After I'd been there for a few months, professional fighter (UFC, Pancrase) Jason DeLucia showed up and started teaching Aikido there. That's when I discovered that Aikido is my true love.   I kept taking Jason's Combat Aikido classes even after he stopped teaching at the karate school. Jason's classes include traditional Aikido kata but also a lot of groundwork -- he's a certified Pancrase Hybrid JuJitsu instructor so he can teach all that, and he also knows a lot of old-style Aikido ground moves that don't tend to be taught in Aikido schools these days.  We do a lot of randori (free sparring, just one attacker but realistic attacks).  We have several police officers in class, who say they use their Aikido on the job.

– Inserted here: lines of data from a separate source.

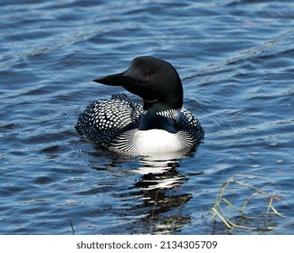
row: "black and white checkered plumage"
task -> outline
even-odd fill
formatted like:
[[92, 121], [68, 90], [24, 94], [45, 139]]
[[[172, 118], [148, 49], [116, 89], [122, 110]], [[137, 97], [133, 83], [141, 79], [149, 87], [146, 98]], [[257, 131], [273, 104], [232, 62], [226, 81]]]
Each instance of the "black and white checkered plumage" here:
[[[147, 70], [155, 68], [152, 63], [157, 63], [157, 61], [164, 66], [169, 64], [150, 57], [144, 57], [143, 60], [144, 63], [149, 63]], [[131, 68], [138, 68], [138, 64], [140, 66], [138, 62], [133, 61]], [[168, 68], [167, 70], [170, 70]], [[172, 70], [175, 71], [173, 67]], [[148, 70], [148, 75], [149, 71], [151, 70]], [[177, 92], [176, 98], [165, 103], [165, 99], [160, 98], [164, 95], [161, 94], [163, 91], [159, 92], [159, 96], [150, 94], [147, 89], [148, 85], [146, 83], [148, 83], [149, 77], [147, 81], [144, 82], [139, 79], [135, 80], [133, 73], [131, 78], [128, 75], [126, 77], [126, 72], [96, 81], [107, 85], [121, 85], [132, 93], [139, 95], [144, 104], [133, 102], [125, 94], [92, 102], [80, 116], [75, 126], [81, 135], [107, 148], [132, 155], [176, 152], [191, 148], [201, 141], [204, 130], [198, 120], [190, 111], [182, 108], [183, 90], [179, 79], [176, 80], [177, 85], [179, 81], [179, 87], [174, 88], [174, 92]], [[144, 73], [143, 71], [143, 75]], [[118, 84], [114, 84], [115, 81]], [[155, 89], [151, 86], [154, 83], [152, 80], [149, 86], [151, 89]], [[142, 87], [147, 89], [146, 91]], [[166, 93], [169, 90], [173, 90], [173, 88], [167, 89]]]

Then I discovered a pretty amazing Tai Chi teacher so I've been his student for over two years and recently started going to his TenChi Kenpo karate classes. This teacher, Elliott Edwards, is a 5th Dan under TenChi Kenpo founder / former street brawler / bar bouncer Norman Armstrong.  Norman, who learned Tai Chi from T. T. Liang himself, was an early student of Nick Cerio and is the person who, becoming a 5th Dan, drew up the Kensho Ryu Family Tree that's on display in Kensho Ryu dojos.  

I've been incredibly lucky at finding exceptional martial arts teachers who don't mind students cross-training. It's been quite a journey, and I'm glad that I've still got a long way to go. What I learn from the different teachers reinforces the same ideas and fundamentally uses the same principles.


----------



## Lisa (Jan 25, 2006)

Welcome wer to Martial Talk.  Please feel free to start threads.  We always welcome threads that get members talking, sharing and learning from each other.  Every member has something they can teach another. 

:wavey:


----------



## Jagermeister (Jan 26, 2006)

Yeah, Wer, thanks for joining us.  I was starting to wonder if you'd ever get here then BLAM - there you are.  So now that you're here, sit down and relax for while.  Have some tea and tell me some of your deepest and darkest secrets.  This could be the beginning of a beautiful relationship.  But I have to warn you - I have to take things real slow, so keep your mind out of the gutter.  And good luck to you here at MT.  If you need me, I'll be chilling in Muay Thai.  Peace, homey, I'm outta here. And one last thing - if anybody starts messing with you in here, just tell me, and I'll sort it all out for you.  I got what's called street cred.


----------



## TheBattousai (Jan 26, 2006)

Hello and welcome to MT, Wer.


----------



## wer (Jan 26, 2006)

Jagermeister said:
			
		

> Yeah, Wer, thanks for joining us.  I was starting to wonder if you'd ever get here...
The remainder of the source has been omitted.